There’s been a lot of bleating and belly-aching—notably from the Bernie bros—about why more bankers aren’t enjoying the hospitality of the U.S. Bureau of Prisons for all of the obviously intentional and nefarious things they did to bring down our financial system and screw over the little guy. As befits many of the corners from which this is heard, there is more than a whiff of conspiracy about the whole thing: Just another sign of the corrupt bargains made among the powerful and the full merger between Wall Street and the government embodied in the physical manifestation of Hillary Rodham Clinton. And, sure, that could all be true. There is, however, an alternative explanation, and that is: Regulators and prosecutors really suck at their jobs.

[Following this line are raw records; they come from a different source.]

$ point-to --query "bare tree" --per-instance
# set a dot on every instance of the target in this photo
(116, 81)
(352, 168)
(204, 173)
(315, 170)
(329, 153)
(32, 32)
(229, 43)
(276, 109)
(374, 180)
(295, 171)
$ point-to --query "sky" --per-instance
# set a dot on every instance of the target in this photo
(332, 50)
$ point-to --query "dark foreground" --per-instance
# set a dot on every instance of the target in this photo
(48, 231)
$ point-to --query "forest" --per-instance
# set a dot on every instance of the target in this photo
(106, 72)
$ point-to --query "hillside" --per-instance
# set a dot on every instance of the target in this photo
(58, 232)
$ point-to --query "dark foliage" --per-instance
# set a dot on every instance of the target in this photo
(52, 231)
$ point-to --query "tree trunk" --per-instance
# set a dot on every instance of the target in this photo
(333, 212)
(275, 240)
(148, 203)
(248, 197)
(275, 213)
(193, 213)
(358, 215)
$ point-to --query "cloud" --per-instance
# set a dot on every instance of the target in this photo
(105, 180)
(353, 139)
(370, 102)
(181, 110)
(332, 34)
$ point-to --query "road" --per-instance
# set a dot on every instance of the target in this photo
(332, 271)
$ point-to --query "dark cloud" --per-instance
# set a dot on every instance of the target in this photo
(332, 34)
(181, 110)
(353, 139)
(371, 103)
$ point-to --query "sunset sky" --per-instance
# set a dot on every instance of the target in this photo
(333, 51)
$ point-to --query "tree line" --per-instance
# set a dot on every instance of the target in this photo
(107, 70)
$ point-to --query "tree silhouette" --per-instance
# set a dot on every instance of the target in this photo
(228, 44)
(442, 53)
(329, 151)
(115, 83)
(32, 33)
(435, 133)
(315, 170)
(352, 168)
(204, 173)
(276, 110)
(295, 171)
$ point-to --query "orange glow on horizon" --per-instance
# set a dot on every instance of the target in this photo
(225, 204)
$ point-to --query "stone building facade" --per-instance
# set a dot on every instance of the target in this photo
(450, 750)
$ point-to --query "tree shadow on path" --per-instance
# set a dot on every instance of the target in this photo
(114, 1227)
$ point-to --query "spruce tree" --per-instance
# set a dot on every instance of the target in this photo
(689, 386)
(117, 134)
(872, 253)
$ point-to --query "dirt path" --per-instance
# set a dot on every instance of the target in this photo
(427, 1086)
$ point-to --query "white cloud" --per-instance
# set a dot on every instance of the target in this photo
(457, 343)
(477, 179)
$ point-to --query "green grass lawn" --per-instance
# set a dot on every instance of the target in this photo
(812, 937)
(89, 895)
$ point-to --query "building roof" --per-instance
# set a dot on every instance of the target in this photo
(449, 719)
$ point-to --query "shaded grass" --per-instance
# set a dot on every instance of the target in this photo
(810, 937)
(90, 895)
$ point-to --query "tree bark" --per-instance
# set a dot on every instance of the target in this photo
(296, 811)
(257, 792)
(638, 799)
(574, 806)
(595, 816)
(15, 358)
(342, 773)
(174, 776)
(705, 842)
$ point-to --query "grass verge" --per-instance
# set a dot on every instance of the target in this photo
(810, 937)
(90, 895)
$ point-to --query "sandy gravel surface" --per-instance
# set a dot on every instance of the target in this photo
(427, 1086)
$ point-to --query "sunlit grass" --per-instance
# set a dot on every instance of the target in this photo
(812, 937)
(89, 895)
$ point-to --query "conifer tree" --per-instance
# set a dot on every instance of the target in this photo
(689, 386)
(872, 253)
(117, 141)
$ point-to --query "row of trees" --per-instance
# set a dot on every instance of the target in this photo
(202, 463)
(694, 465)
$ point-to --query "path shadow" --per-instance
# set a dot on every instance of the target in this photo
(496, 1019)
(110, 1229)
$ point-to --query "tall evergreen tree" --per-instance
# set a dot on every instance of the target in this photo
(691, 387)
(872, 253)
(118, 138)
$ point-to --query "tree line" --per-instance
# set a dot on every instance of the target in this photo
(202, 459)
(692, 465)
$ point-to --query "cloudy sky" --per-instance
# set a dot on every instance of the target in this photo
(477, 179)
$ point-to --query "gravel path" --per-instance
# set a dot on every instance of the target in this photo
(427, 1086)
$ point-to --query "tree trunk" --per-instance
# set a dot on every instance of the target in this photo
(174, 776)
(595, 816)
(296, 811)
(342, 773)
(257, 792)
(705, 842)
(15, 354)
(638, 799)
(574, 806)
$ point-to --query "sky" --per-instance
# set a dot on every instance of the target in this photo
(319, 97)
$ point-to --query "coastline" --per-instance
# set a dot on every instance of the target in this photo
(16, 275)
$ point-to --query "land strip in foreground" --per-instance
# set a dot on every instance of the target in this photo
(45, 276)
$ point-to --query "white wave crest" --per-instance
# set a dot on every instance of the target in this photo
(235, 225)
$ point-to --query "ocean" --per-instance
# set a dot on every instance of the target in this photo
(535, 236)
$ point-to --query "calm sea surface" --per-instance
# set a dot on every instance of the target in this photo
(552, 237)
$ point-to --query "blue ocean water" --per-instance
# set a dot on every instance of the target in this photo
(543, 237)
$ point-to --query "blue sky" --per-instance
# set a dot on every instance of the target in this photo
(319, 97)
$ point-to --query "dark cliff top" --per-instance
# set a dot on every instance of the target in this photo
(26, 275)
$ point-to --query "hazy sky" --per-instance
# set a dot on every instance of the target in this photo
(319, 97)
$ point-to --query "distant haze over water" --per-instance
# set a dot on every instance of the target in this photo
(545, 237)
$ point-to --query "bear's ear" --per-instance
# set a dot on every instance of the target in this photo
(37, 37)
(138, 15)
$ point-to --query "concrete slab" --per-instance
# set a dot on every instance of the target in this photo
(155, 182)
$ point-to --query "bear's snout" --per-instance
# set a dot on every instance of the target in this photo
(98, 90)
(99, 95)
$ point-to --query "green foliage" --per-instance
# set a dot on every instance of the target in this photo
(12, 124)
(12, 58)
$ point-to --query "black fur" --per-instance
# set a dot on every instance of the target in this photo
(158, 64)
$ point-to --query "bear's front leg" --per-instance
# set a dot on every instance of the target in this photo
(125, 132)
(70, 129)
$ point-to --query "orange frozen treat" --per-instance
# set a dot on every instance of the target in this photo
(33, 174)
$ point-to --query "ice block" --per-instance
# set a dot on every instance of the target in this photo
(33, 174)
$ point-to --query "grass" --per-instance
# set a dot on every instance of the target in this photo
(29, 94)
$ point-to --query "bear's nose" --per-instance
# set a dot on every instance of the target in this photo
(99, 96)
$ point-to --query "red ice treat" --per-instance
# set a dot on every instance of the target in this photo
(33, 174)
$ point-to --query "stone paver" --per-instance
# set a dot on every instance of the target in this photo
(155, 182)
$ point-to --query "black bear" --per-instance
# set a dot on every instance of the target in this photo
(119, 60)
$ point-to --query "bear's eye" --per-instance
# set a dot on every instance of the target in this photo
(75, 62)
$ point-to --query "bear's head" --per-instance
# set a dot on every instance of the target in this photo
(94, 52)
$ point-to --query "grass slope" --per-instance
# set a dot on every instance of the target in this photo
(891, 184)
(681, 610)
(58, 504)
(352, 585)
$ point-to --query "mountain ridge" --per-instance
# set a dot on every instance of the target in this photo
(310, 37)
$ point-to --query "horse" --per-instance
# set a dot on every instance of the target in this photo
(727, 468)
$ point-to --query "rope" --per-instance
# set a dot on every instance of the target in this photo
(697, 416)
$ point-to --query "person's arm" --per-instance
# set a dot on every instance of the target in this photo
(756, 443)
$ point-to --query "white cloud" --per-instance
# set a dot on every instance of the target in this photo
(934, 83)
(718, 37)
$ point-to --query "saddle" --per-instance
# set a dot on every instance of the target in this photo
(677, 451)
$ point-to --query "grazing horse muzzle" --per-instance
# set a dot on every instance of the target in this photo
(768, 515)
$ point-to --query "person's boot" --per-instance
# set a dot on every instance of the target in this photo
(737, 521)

The Wall Street Journal examined 156 criminal and civil cases brought by the Justice Department, Securities and Exchange Commission and Commodity Futures Trading Commission against 10 of the largest Wall Street banks since 2009. In 81% of those cases, individual employees were neither identified nor charged. A total of 47 bank employees were charged in relation to the cases. One was a boardroom-level executive, the Journal’s analysis found….
Most of the bankers who were charged pleaded guilty to criminal counts or agreed to settle a civil case, with those facing civil charges paying a median penalty of $61,000. Of the 11 people who went to trial or a hearing and had a ruling on their case, six were found not liable or had the case dismissed. That left a total of five bank employees at any level against whom the government won a contested case.